Bahrain-based SICO has maintained 'buy' ratings on both Emaar and Emaar Development with target prices of AED 7.1 and AED 6.0 per share respectively, on attractive valuations.
Emaar's portfolio is positioned for double digit growth over FY2021 to 2024, while Emaar Development is likely to significantly improve its margin and cash flow profile, analyst Indarpreet Singh said in the report.
Dubai real estate is well placed to record growth in FY2022 led by visa liberalisation, economic and social reforms, uptick in new business registrations and relocations by high-net- worth individuals, it added.
Emaar Development reported robust Q2-2022 performance with property sales of AED 8.4 billion and a QoQ expansion in gross margins to around 43%," ahead of our expectation".

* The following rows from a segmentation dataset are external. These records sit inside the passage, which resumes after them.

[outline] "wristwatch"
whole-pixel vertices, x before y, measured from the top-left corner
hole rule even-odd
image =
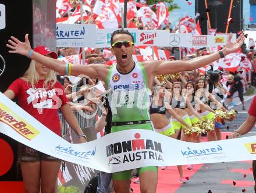
[[[224,55],[224,53],[222,52],[222,51],[221,50],[220,50],[218,52],[218,53],[219,54],[219,56],[221,56],[221,58],[223,58],[225,56],[225,55]]]
[[[78,135],[78,137],[79,137],[79,138],[81,138],[81,137],[84,137],[84,138],[86,138],[86,140],[87,139],[87,138],[86,137],[86,134],[81,134],[81,135]]]

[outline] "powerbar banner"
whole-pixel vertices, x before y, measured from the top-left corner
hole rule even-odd
[[[0,131],[45,153],[108,173],[149,166],[256,159],[256,136],[191,143],[155,131],[133,129],[85,144],[70,144],[1,92]]]

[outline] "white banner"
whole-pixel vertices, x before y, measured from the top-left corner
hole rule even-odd
[[[138,45],[167,46],[169,31],[166,30],[138,30]]]
[[[256,136],[202,143],[145,130],[116,132],[70,144],[0,93],[0,131],[54,157],[108,173],[150,166],[256,159]]]
[[[112,33],[116,28],[97,29],[94,24],[57,24],[57,47],[109,48]],[[134,38],[136,46],[202,47],[223,46],[226,44],[227,34],[192,35],[189,33],[169,33],[167,30],[138,30],[125,28]],[[233,35],[232,41],[236,40]]]
[[[174,47],[186,47],[199,49],[203,47],[215,47],[226,45],[227,34],[219,34],[207,35],[192,35],[191,34],[173,33],[169,34],[169,45]],[[233,34],[231,41],[236,41],[236,37]],[[166,42],[165,41],[165,45]],[[167,45],[165,45],[167,46]]]
[[[170,33],[169,34],[169,45],[171,47],[189,47],[191,45],[191,34]],[[166,39],[165,41],[167,42]]]
[[[94,24],[57,24],[57,47],[95,47],[96,27]]]
[[[137,32],[138,29],[136,28],[125,28],[126,30],[128,30],[133,36],[134,38],[135,45],[138,45],[138,38]],[[116,30],[115,29],[97,29],[96,30],[96,47],[97,48],[110,48],[111,34],[112,33]]]

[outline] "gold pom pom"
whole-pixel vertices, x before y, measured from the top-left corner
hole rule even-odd
[[[234,109],[232,109],[227,113],[227,118],[229,121],[232,121],[236,117],[236,112]]]
[[[215,119],[221,123],[224,123],[227,119],[227,113],[224,112],[222,110],[217,109],[215,110],[216,114],[215,115]]]
[[[184,134],[189,137],[194,137],[202,133],[202,131],[198,126],[194,126],[191,128],[184,129]]]

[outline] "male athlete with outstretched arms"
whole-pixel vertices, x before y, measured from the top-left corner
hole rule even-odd
[[[234,42],[232,42],[231,34],[225,47],[215,53],[190,60],[151,60],[136,63],[132,59],[134,49],[134,38],[128,31],[121,29],[113,33],[111,41],[111,50],[117,60],[116,65],[111,66],[104,65],[71,66],[33,51],[28,35],[25,35],[24,42],[11,37],[12,40],[9,40],[9,44],[6,45],[12,49],[9,52],[27,56],[62,74],[69,74],[75,76],[84,74],[91,78],[98,78],[106,83],[106,89],[110,91],[108,97],[113,113],[112,133],[133,128],[152,130],[148,113],[149,105],[143,108],[144,103],[149,102],[150,94],[146,92],[144,95],[140,95],[140,91],[151,89],[157,75],[191,71],[204,66],[226,55],[236,52],[244,40],[244,37],[241,35]],[[111,98],[115,98],[115,99]],[[131,98],[133,98],[131,101]],[[141,192],[155,192],[158,167],[150,166],[137,170],[140,174]],[[130,192],[130,174],[131,170],[113,174],[115,192]]]

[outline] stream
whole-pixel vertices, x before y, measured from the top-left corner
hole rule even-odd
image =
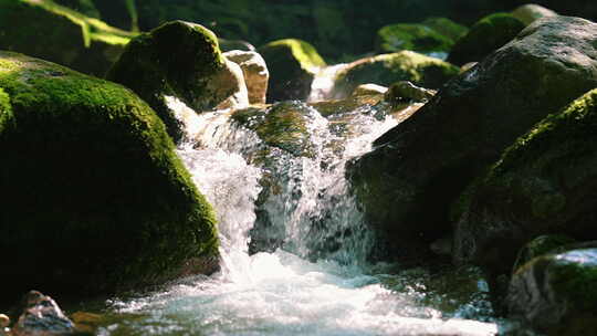
[[[174,98],[169,105],[186,125],[178,154],[218,216],[221,271],[109,300],[107,311],[121,318],[98,335],[498,334],[475,270],[438,276],[367,262],[375,238],[348,193],[345,164],[397,124],[391,116],[362,107],[352,112],[352,136],[339,137],[331,120],[304,105],[315,155],[280,150],[258,167],[248,158],[264,144],[229,111],[197,115]],[[343,147],[331,146],[334,140]],[[256,202],[265,175],[280,186]],[[250,254],[260,216],[276,248]]]

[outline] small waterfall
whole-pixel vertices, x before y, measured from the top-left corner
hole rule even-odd
[[[126,315],[100,335],[498,334],[494,323],[462,319],[468,312],[482,316],[482,298],[448,312],[452,298],[431,295],[420,276],[363,267],[371,240],[344,167],[395,119],[378,120],[367,106],[325,118],[304,103],[289,103],[301,108],[308,128],[311,155],[301,156],[265,144],[230,111],[197,115],[174,98],[168,103],[187,129],[178,154],[217,211],[222,271],[109,302]],[[254,153],[264,149],[266,164],[258,165]],[[263,213],[279,245],[250,255],[251,230]],[[472,283],[480,287],[475,295],[483,285]]]

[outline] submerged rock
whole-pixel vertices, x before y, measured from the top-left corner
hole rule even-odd
[[[354,191],[371,225],[396,246],[405,242],[427,245],[446,235],[451,230],[452,201],[486,165],[547,114],[597,85],[596,41],[597,24],[590,21],[567,17],[537,21],[378,138],[375,150],[349,168]],[[566,180],[586,176],[582,167],[578,174],[566,175]],[[526,178],[524,185],[534,180]],[[558,191],[542,190],[547,193],[537,198],[537,207],[516,209],[527,209],[524,213],[543,209],[547,211],[543,218],[549,219],[547,213],[558,213],[556,209],[569,204]],[[485,201],[500,202],[501,197],[492,193],[492,200]],[[507,204],[515,204],[510,200]],[[485,234],[476,222],[470,221],[471,232]],[[504,252],[499,241],[495,246]],[[517,246],[511,246],[515,254]],[[459,249],[467,255],[475,251],[469,245]]]
[[[73,335],[75,325],[52,297],[31,291],[23,297],[23,312],[11,333],[14,336]]]
[[[0,0],[0,50],[104,76],[134,36],[48,0]]]
[[[511,317],[521,317],[542,335],[597,333],[597,249],[533,259],[512,277]]]
[[[344,98],[358,85],[374,83],[389,86],[410,81],[423,87],[439,87],[459,73],[459,69],[441,60],[411,51],[377,55],[355,61],[336,76],[332,96]]]
[[[473,24],[469,32],[455,42],[447,61],[459,65],[481,61],[512,41],[525,25],[512,14],[488,15]]]
[[[524,24],[528,25],[535,20],[555,17],[557,13],[536,3],[526,3],[512,11],[512,15],[521,20]]]
[[[165,96],[197,112],[248,104],[242,71],[222,56],[216,35],[184,21],[164,23],[130,41],[107,78],[146,101],[175,140],[181,129]]]
[[[214,271],[211,207],[129,90],[0,52],[0,153],[12,293],[107,294]]]
[[[306,99],[315,74],[325,61],[305,41],[286,39],[258,49],[270,70],[268,102]]]
[[[457,261],[505,273],[515,251],[537,235],[597,239],[595,125],[597,90],[549,115],[507,148],[462,200]]]
[[[223,55],[242,69],[244,84],[249,92],[249,103],[265,104],[270,72],[263,57],[256,52],[240,50],[229,51]]]

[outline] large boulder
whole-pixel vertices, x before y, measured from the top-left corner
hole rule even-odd
[[[223,53],[224,57],[240,65],[250,104],[265,104],[270,72],[265,60],[254,51],[232,50]]]
[[[197,112],[249,103],[242,70],[222,56],[216,35],[184,21],[164,23],[130,41],[107,78],[146,101],[175,140],[182,130],[166,96]]]
[[[557,13],[536,3],[526,3],[513,10],[512,15],[521,20],[524,24],[528,25],[535,20],[538,20],[541,18],[555,17],[557,15]]]
[[[455,260],[498,274],[540,234],[597,240],[595,125],[597,90],[519,138],[464,197]]]
[[[0,0],[0,50],[104,76],[133,33],[49,0]]]
[[[476,175],[547,114],[597,85],[596,42],[590,21],[538,21],[378,138],[349,169],[370,223],[394,245],[446,235],[452,201]],[[562,206],[547,197],[546,211],[549,199]]]
[[[376,50],[391,53],[402,50],[423,54],[448,55],[454,41],[434,29],[420,23],[397,23],[383,27],[377,32]]]
[[[114,293],[217,267],[211,207],[129,90],[0,52],[0,153],[1,301],[32,287]]]
[[[305,41],[286,39],[258,49],[270,70],[268,102],[306,99],[311,84],[325,61]]]
[[[597,334],[597,249],[535,258],[512,277],[511,317],[541,335]]]
[[[458,65],[481,61],[514,39],[525,25],[509,13],[488,15],[474,23],[469,32],[455,42],[447,61]]]
[[[412,51],[401,51],[362,59],[348,64],[336,75],[331,96],[344,98],[360,84],[389,86],[410,81],[423,87],[437,88],[458,75],[459,69],[436,57]]]

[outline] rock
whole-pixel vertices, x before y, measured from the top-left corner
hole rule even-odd
[[[597,239],[593,191],[597,148],[591,145],[597,140],[596,124],[597,90],[593,90],[507,148],[463,199],[455,260],[507,273],[515,251],[537,235]]]
[[[240,50],[229,51],[223,55],[242,69],[244,84],[249,91],[249,103],[265,104],[270,72],[263,57],[256,52]]]
[[[460,38],[469,32],[469,29],[464,25],[458,24],[454,21],[447,18],[427,18],[421,24],[431,28],[438,33],[458,41]]]
[[[596,41],[597,24],[587,20],[556,17],[532,24],[378,138],[348,168],[370,224],[396,246],[407,241],[427,248],[447,235],[451,203],[465,186],[535,123],[597,85]],[[543,200],[537,207],[562,207],[557,193]],[[478,220],[467,222],[485,230],[475,229]],[[507,272],[520,245],[509,246]],[[467,255],[476,251],[464,243],[460,249]]]
[[[0,1],[0,50],[22,52],[96,76],[104,76],[133,36],[48,0]]]
[[[469,33],[455,42],[447,61],[459,65],[481,61],[512,41],[525,25],[512,14],[488,15],[474,23]]]
[[[396,82],[390,85],[384,99],[391,104],[398,103],[427,103],[436,95],[434,90],[427,90],[413,85],[408,81]]]
[[[0,88],[7,288],[78,297],[214,271],[211,207],[145,102],[11,52]]]
[[[4,314],[0,314],[0,333],[3,328],[8,327],[10,325],[10,317],[8,317]]]
[[[332,96],[344,98],[366,83],[389,86],[398,81],[410,81],[434,88],[458,73],[459,69],[452,64],[411,51],[377,55],[355,61],[341,70]]]
[[[542,335],[597,333],[597,249],[536,258],[521,267],[509,287],[511,317]]]
[[[59,336],[74,334],[72,321],[62,313],[56,302],[38,291],[23,297],[23,312],[12,328],[14,336]]]
[[[268,102],[306,99],[315,74],[325,61],[305,41],[286,39],[258,49],[270,70]]]
[[[227,62],[216,35],[202,25],[171,21],[135,38],[109,71],[151,106],[178,141],[182,132],[165,96],[175,96],[198,113],[220,104],[245,105],[242,71]]]
[[[561,248],[573,244],[574,242],[574,239],[563,234],[544,234],[533,239],[519,251],[519,255],[516,255],[516,261],[512,267],[512,274],[516,273],[528,261],[558,251]]]
[[[366,95],[377,95],[377,94],[385,94],[388,91],[386,86],[377,85],[377,84],[360,84],[355,90],[353,90],[353,93],[350,96],[358,97],[358,96],[366,96]]]
[[[227,40],[227,39],[218,38],[218,43],[220,44],[220,50],[223,52],[229,52],[229,51],[234,51],[234,50],[255,51],[255,48],[247,41]]]
[[[526,3],[512,11],[512,15],[528,25],[537,19],[555,17],[557,13],[536,3]]]
[[[422,54],[448,54],[454,41],[432,28],[417,23],[398,23],[381,28],[377,32],[376,50],[392,53],[410,50]]]

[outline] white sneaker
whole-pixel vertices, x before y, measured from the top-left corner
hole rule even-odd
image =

Emaar’s recurring revenue also remained healthy driven by a 15% QoQ growth in retail operations led by the commencement of Dubai Hills Mall, an increase in blended occupancy to 94%, and record tenant sales at the Dubai Mall.
Emaar Development and Emaar stocks currently trade at a P/B of 1x and 0.7x respectively, with both stocks trading below regional peers and their own long-term averages, according to SICO. "In the midst of a strong real estate upcycle and acceleration in Emaar’s recurring portfolio, we view these valuations as attractive."
Emaar closed over 3% higher at AED5.85 while Emaar Development stock closed a shade higher at AED4.48 on Dubai Financial Market on Tuesday.